I have yet to hear of a single conversion solely because The Great Controversy arrived in someone’s mailbox.
Go ahead. Google it. Even those who are promoting this project don’t make that claim.
I’ll tell you right now what you will find in your search. You’ll find people who are freaked out that some crazy religious cult is filling their mailboxes with anti-Catholic propaganda. They can make no sense of the claim that, in the era of nuclear threats and climate change and culture wars, the main thing they need in order to be saved is to join the church that keeps the Saturday Sabbath. And then, of course, that everyone they know will persecute them for it.
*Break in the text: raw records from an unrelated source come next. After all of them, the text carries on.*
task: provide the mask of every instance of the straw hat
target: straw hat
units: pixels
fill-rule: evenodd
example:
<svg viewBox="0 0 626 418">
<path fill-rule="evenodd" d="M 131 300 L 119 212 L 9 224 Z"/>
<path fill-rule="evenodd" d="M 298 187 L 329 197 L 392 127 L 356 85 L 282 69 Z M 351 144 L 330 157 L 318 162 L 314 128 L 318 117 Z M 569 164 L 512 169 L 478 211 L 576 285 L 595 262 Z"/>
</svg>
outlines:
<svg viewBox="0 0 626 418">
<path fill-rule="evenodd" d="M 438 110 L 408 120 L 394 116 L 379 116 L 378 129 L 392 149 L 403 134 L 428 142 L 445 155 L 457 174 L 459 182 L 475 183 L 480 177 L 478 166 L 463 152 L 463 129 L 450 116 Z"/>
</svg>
So most people will throw the book away. This is a fact. Everyone knows it. And indeed, it’s the sensible thing for them to do. (I hope they throw it away without finding out that this embarrassing attempt at evangelism is perpetrated by the same denomination that runs Loma Linda University.)
What you’re doing, Elder Ted Wilson and fellow Adventist conservatives, is vaccinating people against the Seventh-day Adventist Church by forcing upon them something that 99 out of 100 will find either annoying or (if they read it) repulsive.
Heck, I know this book well; I grew up with it; I understand its historical context—and I find it repulsive! A fearful, speculative, prejudicial anti-Catholic narrative is not the gospel. I have no stomach for it.
As for eschatology, Jesus said he will return. I don’t know when. You don’t know when. All we need to be ready for that event is to trust Jesus.
Will you take my dare?
So go ahead, General Conference: I dare you to do some actual market testing. Let us know how this billion dollars is going to benefit the church—more than it would if we would use it for education or healthcare or relief work or even a more attractive form of evangelism. Please.
And if you find that the churches in the cities that have received The Great Controversy mailings report that they’re suddenly standing room only and need extra ushers to carry out the offerings, I will gladly apologize.
But I’d be really, really surprised if you’ll take my dare. I think you don’t want to know that you’re throwing a billion dollars (and 8 million trees) into the rubbish bin.
Loren Seibold is a retired pastor, and Executive Editor of Adventist Today.